I'm stumped for the moment. I'll take some time to think.

For your reference, in brief what is happening is that htop is attempting to copy the process command name into the list, after the process has already gone away. There's no way to lock the process info structure w/o being root or process owner- kind of defeats the point of htop- so instead I've tried to work around it by basically ignoring the SEGV and setting the process name to empty if that situation arises. But, alas, it is not working.
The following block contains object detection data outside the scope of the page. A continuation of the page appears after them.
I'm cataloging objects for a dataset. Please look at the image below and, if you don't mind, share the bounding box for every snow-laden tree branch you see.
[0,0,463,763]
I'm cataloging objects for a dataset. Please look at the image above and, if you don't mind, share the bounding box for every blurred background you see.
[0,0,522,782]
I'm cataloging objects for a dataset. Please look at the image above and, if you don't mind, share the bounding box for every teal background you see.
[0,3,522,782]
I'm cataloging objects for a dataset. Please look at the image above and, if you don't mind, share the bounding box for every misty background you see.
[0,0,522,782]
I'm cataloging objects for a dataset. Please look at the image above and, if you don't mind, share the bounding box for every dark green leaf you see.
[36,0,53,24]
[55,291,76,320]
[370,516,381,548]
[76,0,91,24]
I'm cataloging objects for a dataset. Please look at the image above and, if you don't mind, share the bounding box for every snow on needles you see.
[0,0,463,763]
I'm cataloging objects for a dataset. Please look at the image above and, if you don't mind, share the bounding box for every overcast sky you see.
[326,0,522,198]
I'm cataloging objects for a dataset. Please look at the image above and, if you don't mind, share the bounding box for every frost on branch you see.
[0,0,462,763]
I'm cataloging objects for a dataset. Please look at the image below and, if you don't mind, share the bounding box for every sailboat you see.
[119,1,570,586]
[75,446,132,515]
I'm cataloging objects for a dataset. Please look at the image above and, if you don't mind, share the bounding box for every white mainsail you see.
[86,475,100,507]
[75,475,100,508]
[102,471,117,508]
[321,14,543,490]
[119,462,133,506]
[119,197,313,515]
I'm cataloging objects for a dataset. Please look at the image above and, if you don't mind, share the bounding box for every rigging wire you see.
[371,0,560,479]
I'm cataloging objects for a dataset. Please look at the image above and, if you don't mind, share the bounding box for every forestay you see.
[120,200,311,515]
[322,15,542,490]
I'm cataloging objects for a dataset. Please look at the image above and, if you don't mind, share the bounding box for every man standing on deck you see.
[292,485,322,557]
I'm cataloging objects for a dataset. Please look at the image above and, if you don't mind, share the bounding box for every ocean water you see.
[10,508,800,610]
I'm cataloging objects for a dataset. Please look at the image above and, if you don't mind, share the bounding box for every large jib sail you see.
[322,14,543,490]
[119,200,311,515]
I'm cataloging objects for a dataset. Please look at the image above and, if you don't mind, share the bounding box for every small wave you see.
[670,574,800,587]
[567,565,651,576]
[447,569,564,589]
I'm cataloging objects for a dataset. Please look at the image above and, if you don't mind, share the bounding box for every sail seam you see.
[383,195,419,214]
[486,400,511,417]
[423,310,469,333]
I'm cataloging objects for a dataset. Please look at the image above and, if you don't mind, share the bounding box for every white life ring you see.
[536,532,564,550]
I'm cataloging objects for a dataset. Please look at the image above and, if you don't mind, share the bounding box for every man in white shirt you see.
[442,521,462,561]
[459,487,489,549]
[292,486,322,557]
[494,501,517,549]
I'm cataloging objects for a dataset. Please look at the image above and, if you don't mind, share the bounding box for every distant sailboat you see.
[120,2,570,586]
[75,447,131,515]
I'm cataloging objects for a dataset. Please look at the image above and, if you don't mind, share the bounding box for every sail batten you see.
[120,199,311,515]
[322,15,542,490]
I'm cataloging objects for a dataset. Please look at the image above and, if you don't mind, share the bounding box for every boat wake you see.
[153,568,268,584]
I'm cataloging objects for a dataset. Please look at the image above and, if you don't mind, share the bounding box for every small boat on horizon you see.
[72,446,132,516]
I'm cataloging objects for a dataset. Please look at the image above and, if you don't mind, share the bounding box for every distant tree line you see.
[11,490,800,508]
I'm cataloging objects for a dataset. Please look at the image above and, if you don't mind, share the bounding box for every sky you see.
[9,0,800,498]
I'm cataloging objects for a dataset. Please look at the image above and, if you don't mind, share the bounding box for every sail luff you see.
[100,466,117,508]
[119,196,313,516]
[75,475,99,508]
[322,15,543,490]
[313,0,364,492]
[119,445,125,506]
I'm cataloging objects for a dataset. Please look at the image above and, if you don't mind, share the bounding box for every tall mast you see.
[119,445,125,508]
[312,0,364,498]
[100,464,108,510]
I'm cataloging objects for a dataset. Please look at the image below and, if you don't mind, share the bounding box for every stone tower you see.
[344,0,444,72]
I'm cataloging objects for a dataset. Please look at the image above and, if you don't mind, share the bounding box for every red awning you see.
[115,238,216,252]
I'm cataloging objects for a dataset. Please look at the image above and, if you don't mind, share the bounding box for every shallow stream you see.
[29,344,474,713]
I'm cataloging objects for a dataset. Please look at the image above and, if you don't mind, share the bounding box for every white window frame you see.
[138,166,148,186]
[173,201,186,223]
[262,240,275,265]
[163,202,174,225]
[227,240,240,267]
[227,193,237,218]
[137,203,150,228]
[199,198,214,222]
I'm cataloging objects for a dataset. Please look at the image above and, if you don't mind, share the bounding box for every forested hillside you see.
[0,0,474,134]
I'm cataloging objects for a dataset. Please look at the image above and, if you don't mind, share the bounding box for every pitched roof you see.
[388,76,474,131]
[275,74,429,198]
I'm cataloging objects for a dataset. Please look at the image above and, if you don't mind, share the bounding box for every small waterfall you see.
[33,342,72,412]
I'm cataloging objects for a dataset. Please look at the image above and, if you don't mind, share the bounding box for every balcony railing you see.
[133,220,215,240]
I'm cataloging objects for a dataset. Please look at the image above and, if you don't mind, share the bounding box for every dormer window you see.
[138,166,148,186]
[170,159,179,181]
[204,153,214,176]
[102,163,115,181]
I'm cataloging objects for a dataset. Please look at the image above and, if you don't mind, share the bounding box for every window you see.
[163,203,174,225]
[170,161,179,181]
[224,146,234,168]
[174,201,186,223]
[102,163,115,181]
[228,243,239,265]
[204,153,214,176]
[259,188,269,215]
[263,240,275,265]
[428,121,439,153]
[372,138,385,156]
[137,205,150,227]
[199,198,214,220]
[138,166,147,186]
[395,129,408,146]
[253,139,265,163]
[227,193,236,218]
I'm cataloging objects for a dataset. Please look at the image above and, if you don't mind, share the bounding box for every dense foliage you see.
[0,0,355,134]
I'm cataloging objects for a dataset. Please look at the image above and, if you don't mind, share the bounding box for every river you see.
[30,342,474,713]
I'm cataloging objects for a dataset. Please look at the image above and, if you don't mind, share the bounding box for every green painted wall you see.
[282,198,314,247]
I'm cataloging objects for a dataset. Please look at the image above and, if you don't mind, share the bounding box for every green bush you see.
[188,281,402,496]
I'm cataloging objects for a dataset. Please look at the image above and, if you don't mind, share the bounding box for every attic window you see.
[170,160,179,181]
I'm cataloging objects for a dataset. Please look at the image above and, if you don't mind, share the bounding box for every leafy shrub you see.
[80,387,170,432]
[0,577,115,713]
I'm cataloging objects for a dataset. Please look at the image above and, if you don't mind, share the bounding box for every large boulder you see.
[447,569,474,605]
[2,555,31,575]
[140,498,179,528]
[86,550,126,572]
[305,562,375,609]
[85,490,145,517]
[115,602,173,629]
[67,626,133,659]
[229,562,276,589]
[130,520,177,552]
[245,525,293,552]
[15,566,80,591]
ghost commented 4 years ago

@Mno-hime can you run the patched htop w/ mdb, and (after abort) let me know the value of the variable "protected_str_read"?

mdb: stop on SIGSEGV
mdb: target stopped at:
libc.so.1`__pollsys+0xa:jb    -0xabd20 <libc.so.1`__cerror>
> protected_str_read/D
htop'protected_str_read:
htop'protected_str_read:    ==integer value here==
>
ghost commented 4 years ago

@Mno-hime also, just in case, there's a new commit on 220-sunos_11-fix_strdup in the event that GCC is inlining SolarisProcessList_readZoneName into SolarisProcessList_walkproc and the xStrdup that's segfaulting is actually the one reading the zone name.

Mno-hime commented 4 years ago

htop'protected_str_read: ==integer value here==

The four-patch htop shows zero.

The five-patch htop stands several zone restarts :).

ghost commented 4 years ago

Thanks. That means that GCC was, in fact, inlining SolarisProcessList_readZoneName into SolarisProcessList_walkproc. I've pushed and tagged the fixes to my solaris-stable branch as 220-sunos_11-p4 .

Mno-hime commented 4 years ago

Thanks @ninefathom! I close this as I don't expect this to be acted upon by the htop maintainer.